A "low-calorie snack" should deliver under 150 calories per serving with at least one of the following: ≥10g protein, ≥3g fiber, or very low calorie density (<75 cal/100g). Snacks that fail all three criteria are essentially flavored sugar, regardless of packaging claims.


Top High-Protein Low-Calorie Snacks Ranked

Protein-focused snacks under 150 calories. Most filling per calorie. The table below ranks 10 options.

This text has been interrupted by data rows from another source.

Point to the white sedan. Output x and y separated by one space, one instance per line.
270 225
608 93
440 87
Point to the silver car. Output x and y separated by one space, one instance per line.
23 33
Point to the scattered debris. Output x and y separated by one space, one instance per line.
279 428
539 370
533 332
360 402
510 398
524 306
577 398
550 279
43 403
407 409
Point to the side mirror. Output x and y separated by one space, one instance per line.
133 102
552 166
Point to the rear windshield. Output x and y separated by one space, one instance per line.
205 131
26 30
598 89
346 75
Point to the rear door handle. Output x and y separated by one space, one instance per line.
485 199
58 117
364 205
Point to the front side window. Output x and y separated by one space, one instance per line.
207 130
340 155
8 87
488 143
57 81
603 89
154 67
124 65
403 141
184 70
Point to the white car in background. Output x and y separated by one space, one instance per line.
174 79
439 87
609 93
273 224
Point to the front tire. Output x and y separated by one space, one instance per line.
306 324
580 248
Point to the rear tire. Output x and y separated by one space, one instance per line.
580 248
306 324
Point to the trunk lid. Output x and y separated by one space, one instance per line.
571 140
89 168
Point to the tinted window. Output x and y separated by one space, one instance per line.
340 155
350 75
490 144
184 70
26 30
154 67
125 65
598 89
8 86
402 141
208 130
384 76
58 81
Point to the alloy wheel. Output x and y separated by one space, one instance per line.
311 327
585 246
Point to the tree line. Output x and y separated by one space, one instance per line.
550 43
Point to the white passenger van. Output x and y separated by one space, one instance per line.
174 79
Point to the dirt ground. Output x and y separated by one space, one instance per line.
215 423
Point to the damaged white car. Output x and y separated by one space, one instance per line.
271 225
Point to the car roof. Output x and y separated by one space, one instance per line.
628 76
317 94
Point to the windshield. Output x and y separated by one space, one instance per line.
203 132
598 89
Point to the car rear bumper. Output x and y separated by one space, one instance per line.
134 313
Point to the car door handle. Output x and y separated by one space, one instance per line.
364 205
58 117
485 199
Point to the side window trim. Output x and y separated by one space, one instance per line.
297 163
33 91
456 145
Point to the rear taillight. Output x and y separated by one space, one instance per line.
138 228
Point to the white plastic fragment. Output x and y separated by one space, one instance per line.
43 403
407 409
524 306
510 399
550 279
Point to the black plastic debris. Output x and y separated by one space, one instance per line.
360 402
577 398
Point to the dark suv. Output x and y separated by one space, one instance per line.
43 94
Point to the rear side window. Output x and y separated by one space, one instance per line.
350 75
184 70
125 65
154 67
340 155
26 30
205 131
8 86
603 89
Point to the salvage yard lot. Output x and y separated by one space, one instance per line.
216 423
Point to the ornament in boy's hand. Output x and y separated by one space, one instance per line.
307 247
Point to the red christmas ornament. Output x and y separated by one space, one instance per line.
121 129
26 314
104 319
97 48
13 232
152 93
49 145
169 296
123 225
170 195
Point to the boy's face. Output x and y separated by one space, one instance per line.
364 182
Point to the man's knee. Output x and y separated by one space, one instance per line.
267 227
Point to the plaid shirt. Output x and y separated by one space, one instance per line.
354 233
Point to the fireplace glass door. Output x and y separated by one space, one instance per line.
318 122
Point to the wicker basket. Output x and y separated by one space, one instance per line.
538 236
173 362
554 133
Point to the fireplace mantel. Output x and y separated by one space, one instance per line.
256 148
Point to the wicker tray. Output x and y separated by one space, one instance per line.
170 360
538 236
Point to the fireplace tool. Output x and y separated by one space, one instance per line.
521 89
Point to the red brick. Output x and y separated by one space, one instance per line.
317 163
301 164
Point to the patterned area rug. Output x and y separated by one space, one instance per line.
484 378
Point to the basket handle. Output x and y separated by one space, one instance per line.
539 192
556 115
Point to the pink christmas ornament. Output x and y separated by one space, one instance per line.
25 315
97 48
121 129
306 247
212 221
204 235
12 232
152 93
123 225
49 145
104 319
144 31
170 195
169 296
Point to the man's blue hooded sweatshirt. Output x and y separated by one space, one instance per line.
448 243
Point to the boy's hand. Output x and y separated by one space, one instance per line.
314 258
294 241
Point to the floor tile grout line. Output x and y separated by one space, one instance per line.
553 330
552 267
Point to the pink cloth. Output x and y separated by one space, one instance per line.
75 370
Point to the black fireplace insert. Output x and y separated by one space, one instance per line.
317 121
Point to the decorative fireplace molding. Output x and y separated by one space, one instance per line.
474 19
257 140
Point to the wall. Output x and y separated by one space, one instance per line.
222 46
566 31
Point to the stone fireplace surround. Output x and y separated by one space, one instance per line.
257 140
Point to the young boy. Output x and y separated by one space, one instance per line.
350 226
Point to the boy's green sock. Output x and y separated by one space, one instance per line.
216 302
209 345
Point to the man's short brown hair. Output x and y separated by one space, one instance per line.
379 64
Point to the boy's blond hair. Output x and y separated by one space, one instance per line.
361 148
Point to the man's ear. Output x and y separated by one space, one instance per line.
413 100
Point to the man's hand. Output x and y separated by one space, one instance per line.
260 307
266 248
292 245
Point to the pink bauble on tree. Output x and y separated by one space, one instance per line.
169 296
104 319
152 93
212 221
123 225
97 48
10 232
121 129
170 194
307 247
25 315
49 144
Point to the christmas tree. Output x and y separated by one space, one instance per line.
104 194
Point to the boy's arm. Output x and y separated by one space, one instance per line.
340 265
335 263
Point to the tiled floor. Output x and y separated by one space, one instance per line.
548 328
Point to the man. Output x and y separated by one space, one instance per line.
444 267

Rank Snack (typical serving) Cal/serving Protein/serving Protein/100cal Satiety Cost/serving
1 Nonfat Greek yogurt (170g) 100 17g 17g 175 $1.00
2 Cottage cheese (1/2 cup, 113g) 90 12g 13g 180 $0.60
3 Hard-boiled eggs (2) 155 12g 8g 225 $0.40
4 Tuna pouch (85g) 80 18g 22g 170 $1.30
5 Chicken breast slices (85g) 120 22g 18g 215 $1.50
6 Turkey jerky (28g) 70 11g 16g 150 $1.70
7 Protein shake (1 scoop whey + water) 110 24g 22g 165 $0.95
8 Edamame (1 cup shelled, 155g) 185 18g 10g 160 $1.00
9 Low-fat string cheese (1 stick) 60 6g 10g 130 $0.40
10 Smoked salmon (57g) 70 12g 17g 170 $2.00

Protein snack takeaways

  • The undisputed winner: Nonfat Greek yogurt. 17g of complete protein at 100 calories is nearly impossible to beat, and the creamy texture adds perceived satisfaction.
  • Best portable option: Hard-boiled eggs. Cheap, shelf-stable overnight, zero prep. Two eggs for under $0.50 delivers more satiety than any snack bar.
  • Best budget snack: String cheese at $0.40 provides 10g protein per 100 calories in a kid-friendly format.
  • Best for muscle retention while dieting: Protein shake (1 scoop whey + water). 24g of high-DIAAS protein in 110 calories — essential when cutting.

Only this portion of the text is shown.